The differentially expressed lipid-soluble metabolites between the control group (NC) and prenatal PS-MPs exposure group (MP). (A) Principal component analysis (PCA) and (B) heatmap for lipid-soluble metabolites. The heatmap illustrates the top 25 metabolites with the most prominent differences between the two groups. In this display, the rows represent metabolite codes, columns represent samples, and the color intensity within each cell signifies the level of abundance (red = high; blue = low). (C) The composition of phospholipid from lung tissue of seven-day-old rat offspring. (D) Oxidized PI-Cer and SM in control group and in prenatal PS-MPs exposure group. Each group comprised three animals. Abbreviations: Cer, ceramide; PC, phosphatidylcholine; PE, phosphatidylethanolamine; PI, phosphatidylinositol; PS, phosphatidylserine; PA, phosphatidic acid; PG, phosphatidylglycerol; SM, sphingomyelin.

Figure 4

Prenatal exposure to PS-MPs altered the aqueous metabolite composition of offspring lung tissue. (A) The PCA displays the expression of aqueous metabolites in the control group (NC) and the prenatal polystyrene microplastics (PS-MPs) exposure group (MP). The yellow and purple dots represent three samples from the control group and the PS-MPs group, respectively. (B) The volcano plot demonstrates the differential expression of aqueous metabolites between the MPs and control groups. In this study, differential expression analysis of aqueous metabolites was performed, and a threshold of p < 0.05 and |fold change| ≥ 2 was used to identify significant differential metabolites. In the plot, the horizontal axis represents the fold change, while the vertical axis represents the adjusted p-value, with smaller values indicating more significant differences. Higher −log10 values correspond to higher statistical significance. (C) The heatmap shows the differential aqueous metabolites between the MPs group and control group. Increased aqueous metabolites were represented in yellow, and decreased aqueous metabolites were represented in purple, compared to the control group.
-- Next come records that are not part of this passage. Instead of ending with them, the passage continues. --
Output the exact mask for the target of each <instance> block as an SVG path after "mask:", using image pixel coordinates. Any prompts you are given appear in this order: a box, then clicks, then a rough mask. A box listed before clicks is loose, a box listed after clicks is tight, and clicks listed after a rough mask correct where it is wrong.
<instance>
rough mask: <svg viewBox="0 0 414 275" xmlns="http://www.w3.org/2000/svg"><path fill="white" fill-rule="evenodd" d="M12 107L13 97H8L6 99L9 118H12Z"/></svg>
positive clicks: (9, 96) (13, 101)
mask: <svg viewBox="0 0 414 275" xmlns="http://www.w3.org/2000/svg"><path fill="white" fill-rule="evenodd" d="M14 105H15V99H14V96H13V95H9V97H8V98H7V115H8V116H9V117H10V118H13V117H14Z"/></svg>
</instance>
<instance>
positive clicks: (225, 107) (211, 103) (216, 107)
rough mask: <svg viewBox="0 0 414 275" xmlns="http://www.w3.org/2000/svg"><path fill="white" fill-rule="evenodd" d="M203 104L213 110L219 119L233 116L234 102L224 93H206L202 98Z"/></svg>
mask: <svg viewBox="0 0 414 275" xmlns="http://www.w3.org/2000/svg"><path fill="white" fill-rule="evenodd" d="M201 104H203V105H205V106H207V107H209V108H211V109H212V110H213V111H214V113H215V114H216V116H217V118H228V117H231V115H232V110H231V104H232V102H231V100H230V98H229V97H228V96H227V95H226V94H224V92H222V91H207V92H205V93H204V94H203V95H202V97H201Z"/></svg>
Each group comprised three animals.

Figure 5

Oxidative stress in the lung tissue of pups. (A) Total glutathione (T-GSH), oxidized glutathione (GSSG), and ratio of reduced glutathione (GSH) to GSSG. Each group comprised 9–10 animals. (B) Western blot of Malondialdehyde (MDA) expression and semi-quantitative analysis. (C) 8-hydroxy-2-deoxyguanosine (8-OHdG) staining and semi-quantitative analysis. Magnification at 40× *: p < 0.05; **: p < 0.01; ***: p < 0.001. Each group comprised six animals.

Figure 6

Melatonin treatment partially ameliorates pulmonary hypoplasia in adult offspring caused by prenatal and postnatal exposure to polystyrene microplastics (PS-MPs). Histological manifestations of lung tissue from 120-day-old offspring under low-power microscopic field. (A) Control group; (B) prenatal plus postnatal PS-MPs exposure group showing the alveolar collapse and hypertrophied alveolar septa; (C) prenatal plus postnatal PS-MPs exposure with melatonin treatment group; (D) zoomed-in images of (A); (E) zoomed-in images of (B) showing thickened connective tissue beneath the epithelial layer; (F) zoomed-in images of (C). Each group comprised three animals.

Figure 7

Prenatal microplastic exposure affects the metabolic pathways of purine, pyrimidine, alanine/aspartate/glutamate, and glutathione in the lung tissue of the offspring, along with their corresponding biological functions. The red upward arrow represents an increase, while the blue downward arrow represents a decrease.